Florida Gov. Rick Scott stopped by the meeting to thank church members for their help with the cleanup, according to a church news release.

No room at the inns for the Word

(AP Photo/Rick Bowmer) The Book of Mormon is shown Tuesday, Aug. 21, 2018, Salt Lake City. Sheraton, Westin and other Starwood hotels are finding their religion. Marriott International, which bought Starwood two years ago, has begun putting copies of the Bible and the Book of Mormon in Sheratons, Westins and other hotels in the Starwood family.

At the same time Marriott brand hotels are adding copies of the Bible and the Book of Mormon to some 300,000 guest rooms in newly acquired locations, inns affiliated with publicly funded organizations like universities are giving religious texts the heave-ho.

Dixie State University recently removed these scriptures from the rooms at the state-owned school’s inn after a complaint from the Freedom From Religion Foundation.

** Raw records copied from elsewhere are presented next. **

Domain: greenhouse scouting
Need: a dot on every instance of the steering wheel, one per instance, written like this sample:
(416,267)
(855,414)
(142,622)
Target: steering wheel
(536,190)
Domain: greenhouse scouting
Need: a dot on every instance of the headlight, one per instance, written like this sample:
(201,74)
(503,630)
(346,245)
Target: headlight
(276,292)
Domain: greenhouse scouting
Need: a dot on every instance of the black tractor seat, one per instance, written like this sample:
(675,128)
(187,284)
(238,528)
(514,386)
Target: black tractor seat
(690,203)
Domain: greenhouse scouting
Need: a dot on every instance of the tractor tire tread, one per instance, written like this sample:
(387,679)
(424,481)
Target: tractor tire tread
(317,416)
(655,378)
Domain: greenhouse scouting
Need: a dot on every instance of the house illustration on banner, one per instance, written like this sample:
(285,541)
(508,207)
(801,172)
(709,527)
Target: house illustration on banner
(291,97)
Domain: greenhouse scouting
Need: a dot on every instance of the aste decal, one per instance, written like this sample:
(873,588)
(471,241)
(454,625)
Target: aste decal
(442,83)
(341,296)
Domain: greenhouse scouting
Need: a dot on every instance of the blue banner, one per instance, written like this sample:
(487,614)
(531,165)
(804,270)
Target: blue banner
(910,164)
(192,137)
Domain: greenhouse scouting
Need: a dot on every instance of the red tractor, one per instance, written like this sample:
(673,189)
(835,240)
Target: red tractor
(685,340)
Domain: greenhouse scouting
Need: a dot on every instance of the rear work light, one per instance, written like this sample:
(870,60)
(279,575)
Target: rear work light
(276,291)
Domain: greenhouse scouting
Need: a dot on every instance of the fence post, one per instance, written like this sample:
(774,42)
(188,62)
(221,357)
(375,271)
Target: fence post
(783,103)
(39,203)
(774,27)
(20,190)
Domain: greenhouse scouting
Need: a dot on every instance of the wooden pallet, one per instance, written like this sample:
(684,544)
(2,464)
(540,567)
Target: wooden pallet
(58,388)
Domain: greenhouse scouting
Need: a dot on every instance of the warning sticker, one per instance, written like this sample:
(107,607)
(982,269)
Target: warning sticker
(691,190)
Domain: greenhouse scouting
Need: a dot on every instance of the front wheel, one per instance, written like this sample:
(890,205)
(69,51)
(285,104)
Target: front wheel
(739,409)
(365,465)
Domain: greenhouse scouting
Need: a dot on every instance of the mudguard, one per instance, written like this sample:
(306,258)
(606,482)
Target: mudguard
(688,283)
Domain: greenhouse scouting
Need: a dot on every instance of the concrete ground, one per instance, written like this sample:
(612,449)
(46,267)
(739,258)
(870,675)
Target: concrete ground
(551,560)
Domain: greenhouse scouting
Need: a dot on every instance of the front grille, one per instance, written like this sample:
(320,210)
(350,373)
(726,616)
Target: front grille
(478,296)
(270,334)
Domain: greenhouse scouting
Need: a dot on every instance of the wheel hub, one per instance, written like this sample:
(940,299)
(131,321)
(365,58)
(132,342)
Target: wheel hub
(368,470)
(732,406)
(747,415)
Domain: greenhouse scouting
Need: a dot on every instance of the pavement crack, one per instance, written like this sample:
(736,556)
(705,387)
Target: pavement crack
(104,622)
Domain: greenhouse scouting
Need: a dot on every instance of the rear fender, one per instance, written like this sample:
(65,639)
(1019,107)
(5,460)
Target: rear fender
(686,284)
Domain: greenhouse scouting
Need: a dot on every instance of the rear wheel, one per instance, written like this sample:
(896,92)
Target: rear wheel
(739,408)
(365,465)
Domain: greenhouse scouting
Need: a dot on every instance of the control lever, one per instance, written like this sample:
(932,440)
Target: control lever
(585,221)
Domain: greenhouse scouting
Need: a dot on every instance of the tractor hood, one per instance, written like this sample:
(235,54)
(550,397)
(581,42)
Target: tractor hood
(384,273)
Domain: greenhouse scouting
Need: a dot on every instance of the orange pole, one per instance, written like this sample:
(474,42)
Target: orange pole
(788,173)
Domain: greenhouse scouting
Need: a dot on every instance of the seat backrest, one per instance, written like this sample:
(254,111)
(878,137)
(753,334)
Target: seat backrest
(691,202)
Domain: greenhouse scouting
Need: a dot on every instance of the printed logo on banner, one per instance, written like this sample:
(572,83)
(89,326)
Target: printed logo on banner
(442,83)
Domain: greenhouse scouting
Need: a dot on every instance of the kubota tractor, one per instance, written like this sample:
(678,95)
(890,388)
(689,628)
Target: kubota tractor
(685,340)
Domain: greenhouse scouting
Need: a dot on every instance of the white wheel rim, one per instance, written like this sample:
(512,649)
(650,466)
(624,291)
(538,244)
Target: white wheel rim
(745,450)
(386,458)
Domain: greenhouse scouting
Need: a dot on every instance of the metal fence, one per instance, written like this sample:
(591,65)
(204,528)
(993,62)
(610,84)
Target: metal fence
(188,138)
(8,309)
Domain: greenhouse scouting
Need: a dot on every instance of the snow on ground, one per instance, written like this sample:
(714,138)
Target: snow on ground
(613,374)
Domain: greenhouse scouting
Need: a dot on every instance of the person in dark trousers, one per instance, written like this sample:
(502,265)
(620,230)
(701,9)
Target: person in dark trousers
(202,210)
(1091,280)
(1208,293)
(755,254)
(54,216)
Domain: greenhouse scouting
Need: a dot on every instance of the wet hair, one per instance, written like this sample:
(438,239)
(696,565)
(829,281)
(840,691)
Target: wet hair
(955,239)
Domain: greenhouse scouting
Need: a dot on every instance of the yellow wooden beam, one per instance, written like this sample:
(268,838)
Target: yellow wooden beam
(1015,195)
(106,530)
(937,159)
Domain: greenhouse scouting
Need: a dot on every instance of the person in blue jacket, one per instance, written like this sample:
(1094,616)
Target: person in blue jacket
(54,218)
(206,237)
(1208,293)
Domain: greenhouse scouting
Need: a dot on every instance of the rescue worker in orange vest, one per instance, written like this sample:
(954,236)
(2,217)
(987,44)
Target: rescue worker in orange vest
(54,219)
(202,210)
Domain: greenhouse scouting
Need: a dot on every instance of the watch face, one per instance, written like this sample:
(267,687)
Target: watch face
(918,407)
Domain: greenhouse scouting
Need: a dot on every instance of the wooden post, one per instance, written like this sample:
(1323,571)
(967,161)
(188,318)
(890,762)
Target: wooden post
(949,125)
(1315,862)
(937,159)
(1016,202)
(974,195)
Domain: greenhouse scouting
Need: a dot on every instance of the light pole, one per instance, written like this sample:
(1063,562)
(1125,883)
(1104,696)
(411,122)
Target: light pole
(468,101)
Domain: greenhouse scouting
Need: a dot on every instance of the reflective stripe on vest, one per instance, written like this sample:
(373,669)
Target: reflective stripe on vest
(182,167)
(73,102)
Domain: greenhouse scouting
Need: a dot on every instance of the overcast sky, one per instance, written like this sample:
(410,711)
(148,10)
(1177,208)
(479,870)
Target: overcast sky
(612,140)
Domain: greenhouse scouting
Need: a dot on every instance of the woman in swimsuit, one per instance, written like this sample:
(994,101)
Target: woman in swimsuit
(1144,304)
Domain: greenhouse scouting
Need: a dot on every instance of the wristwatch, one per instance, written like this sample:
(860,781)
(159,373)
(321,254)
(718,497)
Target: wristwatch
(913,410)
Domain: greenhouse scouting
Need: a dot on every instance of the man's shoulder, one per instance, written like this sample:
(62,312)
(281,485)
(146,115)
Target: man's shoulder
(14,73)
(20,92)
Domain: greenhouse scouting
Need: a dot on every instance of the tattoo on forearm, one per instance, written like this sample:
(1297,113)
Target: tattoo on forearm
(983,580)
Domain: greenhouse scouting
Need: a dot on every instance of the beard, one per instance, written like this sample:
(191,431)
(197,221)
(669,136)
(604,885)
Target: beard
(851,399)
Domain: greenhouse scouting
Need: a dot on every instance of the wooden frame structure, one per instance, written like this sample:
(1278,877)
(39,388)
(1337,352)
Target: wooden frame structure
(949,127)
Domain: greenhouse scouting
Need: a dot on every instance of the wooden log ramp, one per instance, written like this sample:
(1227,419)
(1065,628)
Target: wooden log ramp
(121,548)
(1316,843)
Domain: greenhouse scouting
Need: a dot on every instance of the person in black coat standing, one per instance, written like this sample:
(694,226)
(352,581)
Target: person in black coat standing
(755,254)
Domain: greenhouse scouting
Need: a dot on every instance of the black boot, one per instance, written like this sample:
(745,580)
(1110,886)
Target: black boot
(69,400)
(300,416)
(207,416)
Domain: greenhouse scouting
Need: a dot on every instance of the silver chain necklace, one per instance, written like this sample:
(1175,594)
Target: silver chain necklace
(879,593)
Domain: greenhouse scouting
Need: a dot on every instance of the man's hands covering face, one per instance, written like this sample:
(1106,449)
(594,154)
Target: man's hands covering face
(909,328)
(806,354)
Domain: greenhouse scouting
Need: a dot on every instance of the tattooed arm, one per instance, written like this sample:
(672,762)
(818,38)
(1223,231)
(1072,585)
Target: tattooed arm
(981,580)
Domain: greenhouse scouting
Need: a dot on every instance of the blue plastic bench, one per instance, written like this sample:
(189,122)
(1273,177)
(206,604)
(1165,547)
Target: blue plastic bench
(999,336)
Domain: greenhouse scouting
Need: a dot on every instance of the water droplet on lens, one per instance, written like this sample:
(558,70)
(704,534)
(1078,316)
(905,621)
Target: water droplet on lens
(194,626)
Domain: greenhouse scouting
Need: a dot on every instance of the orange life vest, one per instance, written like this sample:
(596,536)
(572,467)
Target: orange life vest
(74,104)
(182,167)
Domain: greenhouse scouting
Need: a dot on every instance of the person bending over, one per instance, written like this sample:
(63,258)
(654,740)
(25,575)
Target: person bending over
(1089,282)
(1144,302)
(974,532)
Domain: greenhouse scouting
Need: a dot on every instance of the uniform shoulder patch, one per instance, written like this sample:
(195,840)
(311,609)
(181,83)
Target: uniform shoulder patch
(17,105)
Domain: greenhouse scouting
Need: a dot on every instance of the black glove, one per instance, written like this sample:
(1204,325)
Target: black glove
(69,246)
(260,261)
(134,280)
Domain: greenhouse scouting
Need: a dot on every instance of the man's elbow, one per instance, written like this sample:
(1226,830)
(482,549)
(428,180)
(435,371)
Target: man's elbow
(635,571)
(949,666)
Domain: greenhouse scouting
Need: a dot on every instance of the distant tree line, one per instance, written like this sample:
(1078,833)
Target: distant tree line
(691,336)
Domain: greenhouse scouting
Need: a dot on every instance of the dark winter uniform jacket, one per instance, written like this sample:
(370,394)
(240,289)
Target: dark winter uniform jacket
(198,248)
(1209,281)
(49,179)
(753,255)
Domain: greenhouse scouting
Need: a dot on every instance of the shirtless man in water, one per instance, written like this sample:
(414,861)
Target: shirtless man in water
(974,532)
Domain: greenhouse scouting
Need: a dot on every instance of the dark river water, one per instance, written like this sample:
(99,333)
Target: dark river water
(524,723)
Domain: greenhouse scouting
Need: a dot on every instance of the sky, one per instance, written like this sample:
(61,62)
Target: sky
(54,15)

Utah State University beat the latest church-state criticism to the punch. The Logan school’s University Inn took religious volumes out of its guest rooms at least a year ago, The Herald Journal reports. Instead, the front desk makes donated religious texts available upon request.

The University of Utah’s Guest House Hotel says it never has had copies of the Bible and the Book of Mormon in its guest rooms.

Bibles, often provided by Gideons International, are commonly found in guest rooms of privately owned hotels. Marriott, whose founders are Latter-day Saints, also supply the Book of Mormon, their faith’s foundational scripture.

Quote of the week

(Courtesy photo | The Church of Jesus Christ of Latter-day Saints) Wendy Nelson, wife of President Russell M. Nelson, speaks to Latter-day Saints in Bolivia during the Oct. 21, 2018, devotional.

“It is a spiritually elevating experience to be with you. You have moved us to tears. It is you, the Saints of Bolivia, not the elevation, that take our breath away. It is you, the Saints of Bolivia, that take our spirits higher and higher."

— Wendy Nelson, wife of President Russell M. Nelson, speaking to members in El Alto, Bolivia, elevation 13,615 feet.